Ce phare existe depuis 1855, et l’on peut croire que ses feux ont sauvé bien des vies humaines durant ces quarante années.

M. Malouin est chargé de l’entretien du phare depuis 1877. Au pied de la tour est la maison où il réside, vaste et confortable demeure en briques blanches, dont l’ameublement ferait bonne figure dans l’un des quartiers les plus fashionables de nos villes. Et tout autour, plusieurs constructions de différents genres, remises, hangars, boutique, etc. ; jardins et prairies. Mais voyez comme tout cela est propre, et tenu dans un ordre merveilleux ! Il n’en faut pas davantage, sans doute, pour juger le maître de céans aussi favorablement qu’il le mérite.
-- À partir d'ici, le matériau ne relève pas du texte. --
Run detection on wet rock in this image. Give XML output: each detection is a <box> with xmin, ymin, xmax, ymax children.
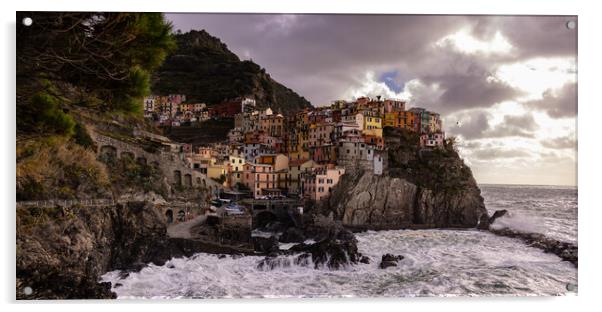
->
<box><xmin>280</xmin><ymin>227</ymin><xmax>305</xmax><ymax>243</ymax></box>
<box><xmin>489</xmin><ymin>209</ymin><xmax>508</xmax><ymax>224</ymax></box>
<box><xmin>257</xmin><ymin>256</ymin><xmax>291</xmax><ymax>271</ymax></box>
<box><xmin>253</xmin><ymin>236</ymin><xmax>280</xmax><ymax>254</ymax></box>
<box><xmin>379</xmin><ymin>254</ymin><xmax>404</xmax><ymax>269</ymax></box>
<box><xmin>288</xmin><ymin>230</ymin><xmax>362</xmax><ymax>270</ymax></box>
<box><xmin>477</xmin><ymin>213</ymin><xmax>491</xmax><ymax>230</ymax></box>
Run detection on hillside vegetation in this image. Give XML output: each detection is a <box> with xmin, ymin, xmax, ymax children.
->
<box><xmin>152</xmin><ymin>30</ymin><xmax>311</xmax><ymax>113</ymax></box>
<box><xmin>16</xmin><ymin>12</ymin><xmax>175</xmax><ymax>200</ymax></box>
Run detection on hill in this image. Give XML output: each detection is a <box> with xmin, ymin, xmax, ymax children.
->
<box><xmin>152</xmin><ymin>30</ymin><xmax>311</xmax><ymax>113</ymax></box>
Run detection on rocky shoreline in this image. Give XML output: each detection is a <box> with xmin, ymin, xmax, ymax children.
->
<box><xmin>17</xmin><ymin>202</ymin><xmax>578</xmax><ymax>299</ymax></box>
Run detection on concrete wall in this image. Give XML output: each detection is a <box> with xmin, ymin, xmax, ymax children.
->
<box><xmin>88</xmin><ymin>129</ymin><xmax>223</xmax><ymax>193</ymax></box>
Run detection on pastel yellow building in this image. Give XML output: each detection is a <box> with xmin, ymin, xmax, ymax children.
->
<box><xmin>360</xmin><ymin>112</ymin><xmax>383</xmax><ymax>137</ymax></box>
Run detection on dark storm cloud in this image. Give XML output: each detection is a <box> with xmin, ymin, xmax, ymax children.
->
<box><xmin>447</xmin><ymin>111</ymin><xmax>537</xmax><ymax>140</ymax></box>
<box><xmin>167</xmin><ymin>14</ymin><xmax>577</xmax><ymax>185</ymax></box>
<box><xmin>525</xmin><ymin>83</ymin><xmax>577</xmax><ymax>118</ymax></box>
<box><xmin>167</xmin><ymin>14</ymin><xmax>574</xmax><ymax>108</ymax></box>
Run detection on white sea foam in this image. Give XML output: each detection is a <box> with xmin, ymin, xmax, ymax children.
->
<box><xmin>103</xmin><ymin>230</ymin><xmax>577</xmax><ymax>298</ymax></box>
<box><xmin>103</xmin><ymin>186</ymin><xmax>577</xmax><ymax>298</ymax></box>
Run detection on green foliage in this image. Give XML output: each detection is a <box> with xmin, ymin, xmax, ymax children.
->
<box><xmin>28</xmin><ymin>92</ymin><xmax>75</xmax><ymax>136</ymax></box>
<box><xmin>153</xmin><ymin>31</ymin><xmax>310</xmax><ymax>112</ymax></box>
<box><xmin>73</xmin><ymin>123</ymin><xmax>94</xmax><ymax>148</ymax></box>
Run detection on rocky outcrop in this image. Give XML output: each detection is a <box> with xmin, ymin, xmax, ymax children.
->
<box><xmin>257</xmin><ymin>216</ymin><xmax>370</xmax><ymax>270</ymax></box>
<box><xmin>16</xmin><ymin>202</ymin><xmax>227</xmax><ymax>299</ymax></box>
<box><xmin>378</xmin><ymin>254</ymin><xmax>404</xmax><ymax>269</ymax></box>
<box><xmin>319</xmin><ymin>128</ymin><xmax>488</xmax><ymax>230</ymax></box>
<box><xmin>322</xmin><ymin>172</ymin><xmax>488</xmax><ymax>230</ymax></box>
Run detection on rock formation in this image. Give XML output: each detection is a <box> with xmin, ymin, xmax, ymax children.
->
<box><xmin>320</xmin><ymin>128</ymin><xmax>488</xmax><ymax>230</ymax></box>
<box><xmin>16</xmin><ymin>202</ymin><xmax>236</xmax><ymax>299</ymax></box>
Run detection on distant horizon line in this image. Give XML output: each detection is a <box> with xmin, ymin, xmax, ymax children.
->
<box><xmin>477</xmin><ymin>182</ymin><xmax>577</xmax><ymax>188</ymax></box>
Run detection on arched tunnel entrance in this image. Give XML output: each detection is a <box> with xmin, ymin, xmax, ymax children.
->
<box><xmin>165</xmin><ymin>209</ymin><xmax>173</xmax><ymax>224</ymax></box>
<box><xmin>178</xmin><ymin>210</ymin><xmax>186</xmax><ymax>222</ymax></box>
<box><xmin>253</xmin><ymin>211</ymin><xmax>278</xmax><ymax>229</ymax></box>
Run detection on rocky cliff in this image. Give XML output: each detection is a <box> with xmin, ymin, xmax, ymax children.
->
<box><xmin>152</xmin><ymin>30</ymin><xmax>311</xmax><ymax>113</ymax></box>
<box><xmin>16</xmin><ymin>201</ymin><xmax>232</xmax><ymax>299</ymax></box>
<box><xmin>320</xmin><ymin>128</ymin><xmax>487</xmax><ymax>229</ymax></box>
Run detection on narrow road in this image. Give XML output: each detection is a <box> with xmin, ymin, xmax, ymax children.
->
<box><xmin>167</xmin><ymin>215</ymin><xmax>207</xmax><ymax>239</ymax></box>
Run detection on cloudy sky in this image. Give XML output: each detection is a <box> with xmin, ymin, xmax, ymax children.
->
<box><xmin>166</xmin><ymin>14</ymin><xmax>577</xmax><ymax>185</ymax></box>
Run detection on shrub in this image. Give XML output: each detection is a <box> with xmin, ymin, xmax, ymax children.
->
<box><xmin>29</xmin><ymin>92</ymin><xmax>75</xmax><ymax>136</ymax></box>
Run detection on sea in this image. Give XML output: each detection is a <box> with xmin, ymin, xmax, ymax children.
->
<box><xmin>102</xmin><ymin>185</ymin><xmax>578</xmax><ymax>299</ymax></box>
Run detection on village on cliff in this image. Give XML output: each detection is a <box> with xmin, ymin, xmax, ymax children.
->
<box><xmin>144</xmin><ymin>94</ymin><xmax>445</xmax><ymax>201</ymax></box>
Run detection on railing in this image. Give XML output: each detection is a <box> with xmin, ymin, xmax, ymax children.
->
<box><xmin>17</xmin><ymin>198</ymin><xmax>202</xmax><ymax>208</ymax></box>
<box><xmin>17</xmin><ymin>198</ymin><xmax>117</xmax><ymax>208</ymax></box>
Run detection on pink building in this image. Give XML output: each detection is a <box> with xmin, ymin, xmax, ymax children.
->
<box><xmin>301</xmin><ymin>164</ymin><xmax>345</xmax><ymax>201</ymax></box>
<box><xmin>420</xmin><ymin>132</ymin><xmax>445</xmax><ymax>147</ymax></box>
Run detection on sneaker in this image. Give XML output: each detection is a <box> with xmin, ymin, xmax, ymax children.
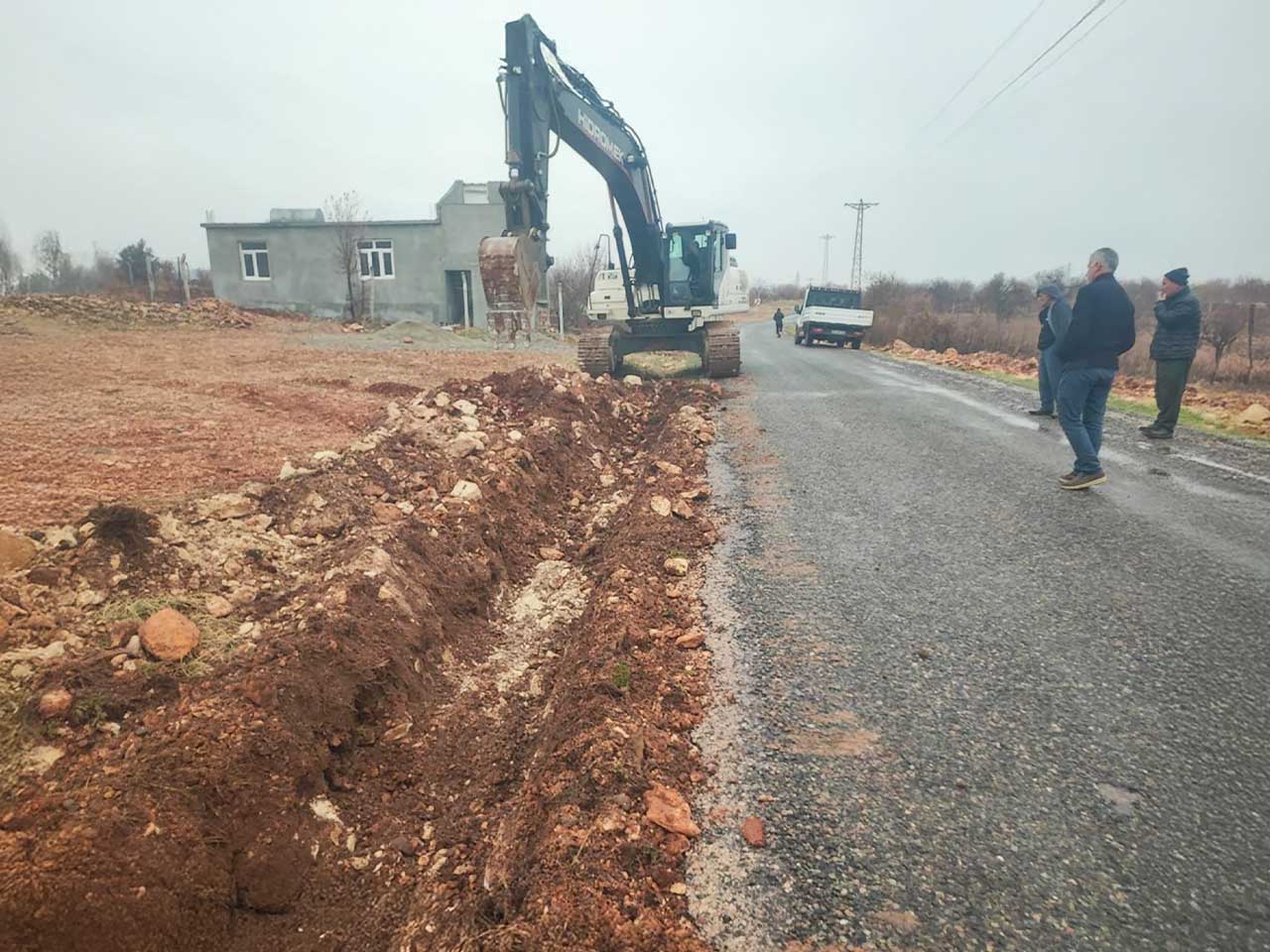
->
<box><xmin>1060</xmin><ymin>470</ymin><xmax>1107</xmax><ymax>489</ymax></box>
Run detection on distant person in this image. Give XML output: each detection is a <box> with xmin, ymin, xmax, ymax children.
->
<box><xmin>1058</xmin><ymin>248</ymin><xmax>1137</xmax><ymax>489</ymax></box>
<box><xmin>1138</xmin><ymin>268</ymin><xmax>1201</xmax><ymax>439</ymax></box>
<box><xmin>1028</xmin><ymin>285</ymin><xmax>1072</xmax><ymax>416</ymax></box>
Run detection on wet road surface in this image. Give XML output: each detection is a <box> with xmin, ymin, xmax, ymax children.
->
<box><xmin>690</xmin><ymin>325</ymin><xmax>1270</xmax><ymax>952</ymax></box>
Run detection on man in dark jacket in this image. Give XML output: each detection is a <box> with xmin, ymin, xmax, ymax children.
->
<box><xmin>1028</xmin><ymin>285</ymin><xmax>1072</xmax><ymax>416</ymax></box>
<box><xmin>1138</xmin><ymin>268</ymin><xmax>1201</xmax><ymax>439</ymax></box>
<box><xmin>1058</xmin><ymin>248</ymin><xmax>1135</xmax><ymax>489</ymax></box>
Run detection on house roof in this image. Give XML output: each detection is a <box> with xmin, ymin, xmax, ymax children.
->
<box><xmin>199</xmin><ymin>217</ymin><xmax>441</xmax><ymax>230</ymax></box>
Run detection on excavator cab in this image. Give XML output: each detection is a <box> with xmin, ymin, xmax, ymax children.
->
<box><xmin>662</xmin><ymin>221</ymin><xmax>736</xmax><ymax>307</ymax></box>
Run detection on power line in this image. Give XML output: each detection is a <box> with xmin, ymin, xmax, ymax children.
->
<box><xmin>944</xmin><ymin>0</ymin><xmax>1107</xmax><ymax>144</ymax></box>
<box><xmin>843</xmin><ymin>198</ymin><xmax>877</xmax><ymax>291</ymax></box>
<box><xmin>1021</xmin><ymin>0</ymin><xmax>1129</xmax><ymax>89</ymax></box>
<box><xmin>913</xmin><ymin>0</ymin><xmax>1045</xmax><ymax>139</ymax></box>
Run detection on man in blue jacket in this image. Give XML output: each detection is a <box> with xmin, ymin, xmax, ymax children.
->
<box><xmin>1138</xmin><ymin>268</ymin><xmax>1201</xmax><ymax>439</ymax></box>
<box><xmin>1028</xmin><ymin>285</ymin><xmax>1072</xmax><ymax>416</ymax></box>
<box><xmin>1058</xmin><ymin>248</ymin><xmax>1135</xmax><ymax>489</ymax></box>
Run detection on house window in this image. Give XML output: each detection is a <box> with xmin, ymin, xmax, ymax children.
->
<box><xmin>357</xmin><ymin>239</ymin><xmax>396</xmax><ymax>281</ymax></box>
<box><xmin>239</xmin><ymin>241</ymin><xmax>269</xmax><ymax>281</ymax></box>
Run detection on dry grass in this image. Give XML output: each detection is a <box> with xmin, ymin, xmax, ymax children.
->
<box><xmin>99</xmin><ymin>595</ymin><xmax>242</xmax><ymax>680</ymax></box>
<box><xmin>869</xmin><ymin>308</ymin><xmax>1270</xmax><ymax>390</ymax></box>
<box><xmin>0</xmin><ymin>679</ymin><xmax>28</xmax><ymax>796</ymax></box>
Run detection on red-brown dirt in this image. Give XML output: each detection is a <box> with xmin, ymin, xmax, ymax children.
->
<box><xmin>0</xmin><ymin>365</ymin><xmax>717</xmax><ymax>952</ymax></box>
<box><xmin>0</xmin><ymin>296</ymin><xmax>560</xmax><ymax>528</ymax></box>
<box><xmin>881</xmin><ymin>340</ymin><xmax>1270</xmax><ymax>436</ymax></box>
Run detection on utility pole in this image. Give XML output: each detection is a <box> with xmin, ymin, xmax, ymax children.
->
<box><xmin>843</xmin><ymin>198</ymin><xmax>877</xmax><ymax>291</ymax></box>
<box><xmin>821</xmin><ymin>235</ymin><xmax>833</xmax><ymax>285</ymax></box>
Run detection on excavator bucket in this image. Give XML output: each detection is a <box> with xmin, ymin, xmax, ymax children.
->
<box><xmin>477</xmin><ymin>235</ymin><xmax>543</xmax><ymax>345</ymax></box>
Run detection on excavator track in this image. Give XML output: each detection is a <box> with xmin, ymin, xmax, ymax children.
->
<box><xmin>701</xmin><ymin>321</ymin><xmax>740</xmax><ymax>378</ymax></box>
<box><xmin>577</xmin><ymin>327</ymin><xmax>617</xmax><ymax>377</ymax></box>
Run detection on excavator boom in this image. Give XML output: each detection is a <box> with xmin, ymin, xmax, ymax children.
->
<box><xmin>480</xmin><ymin>17</ymin><xmax>748</xmax><ymax>376</ymax></box>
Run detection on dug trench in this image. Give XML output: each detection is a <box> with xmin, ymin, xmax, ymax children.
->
<box><xmin>0</xmin><ymin>371</ymin><xmax>717</xmax><ymax>952</ymax></box>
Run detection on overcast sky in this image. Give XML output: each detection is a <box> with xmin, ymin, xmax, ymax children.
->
<box><xmin>0</xmin><ymin>0</ymin><xmax>1270</xmax><ymax>287</ymax></box>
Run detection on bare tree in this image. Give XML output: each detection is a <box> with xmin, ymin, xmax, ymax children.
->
<box><xmin>32</xmin><ymin>230</ymin><xmax>71</xmax><ymax>290</ymax></box>
<box><xmin>323</xmin><ymin>191</ymin><xmax>367</xmax><ymax>321</ymax></box>
<box><xmin>1199</xmin><ymin>303</ymin><xmax>1244</xmax><ymax>382</ymax></box>
<box><xmin>0</xmin><ymin>227</ymin><xmax>22</xmax><ymax>295</ymax></box>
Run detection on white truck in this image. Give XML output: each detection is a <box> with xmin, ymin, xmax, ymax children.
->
<box><xmin>794</xmin><ymin>285</ymin><xmax>872</xmax><ymax>350</ymax></box>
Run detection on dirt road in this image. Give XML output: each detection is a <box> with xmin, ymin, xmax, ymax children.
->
<box><xmin>690</xmin><ymin>327</ymin><xmax>1270</xmax><ymax>952</ymax></box>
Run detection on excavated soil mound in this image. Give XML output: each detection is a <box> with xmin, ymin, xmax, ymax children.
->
<box><xmin>0</xmin><ymin>371</ymin><xmax>717</xmax><ymax>952</ymax></box>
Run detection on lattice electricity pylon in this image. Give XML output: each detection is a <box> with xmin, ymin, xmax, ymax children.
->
<box><xmin>843</xmin><ymin>198</ymin><xmax>879</xmax><ymax>291</ymax></box>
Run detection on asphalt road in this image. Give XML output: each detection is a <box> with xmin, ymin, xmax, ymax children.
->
<box><xmin>690</xmin><ymin>325</ymin><xmax>1270</xmax><ymax>952</ymax></box>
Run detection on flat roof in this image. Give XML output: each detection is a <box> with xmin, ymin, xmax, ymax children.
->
<box><xmin>199</xmin><ymin>218</ymin><xmax>441</xmax><ymax>228</ymax></box>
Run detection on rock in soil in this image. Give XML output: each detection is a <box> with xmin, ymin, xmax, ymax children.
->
<box><xmin>662</xmin><ymin>556</ymin><xmax>689</xmax><ymax>577</ymax></box>
<box><xmin>740</xmin><ymin>816</ymin><xmax>767</xmax><ymax>847</ymax></box>
<box><xmin>0</xmin><ymin>531</ymin><xmax>36</xmax><ymax>575</ymax></box>
<box><xmin>449</xmin><ymin>480</ymin><xmax>481</xmax><ymax>503</ymax></box>
<box><xmin>204</xmin><ymin>595</ymin><xmax>234</xmax><ymax>618</ymax></box>
<box><xmin>644</xmin><ymin>780</ymin><xmax>701</xmax><ymax>837</ymax></box>
<box><xmin>37</xmin><ymin>688</ymin><xmax>73</xmax><ymax>721</ymax></box>
<box><xmin>140</xmin><ymin>608</ymin><xmax>198</xmax><ymax>661</ymax></box>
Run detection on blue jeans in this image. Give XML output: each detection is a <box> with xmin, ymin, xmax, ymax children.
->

M. Malouin me dit que, vers 1875, le prof. Macoun, de la Commission géologique du Canada, a fait le tour de l’île d’Anticosti ; lorsque le savant naturaliste passa à la Pointe-Ouest, le gardien du phare lui fit don d’une petite tortue de cinq pouces de longueur, trouvée vivante sur le rivage. Voilà toujours un détail intéressant pour l’histoire naturelle de l’île !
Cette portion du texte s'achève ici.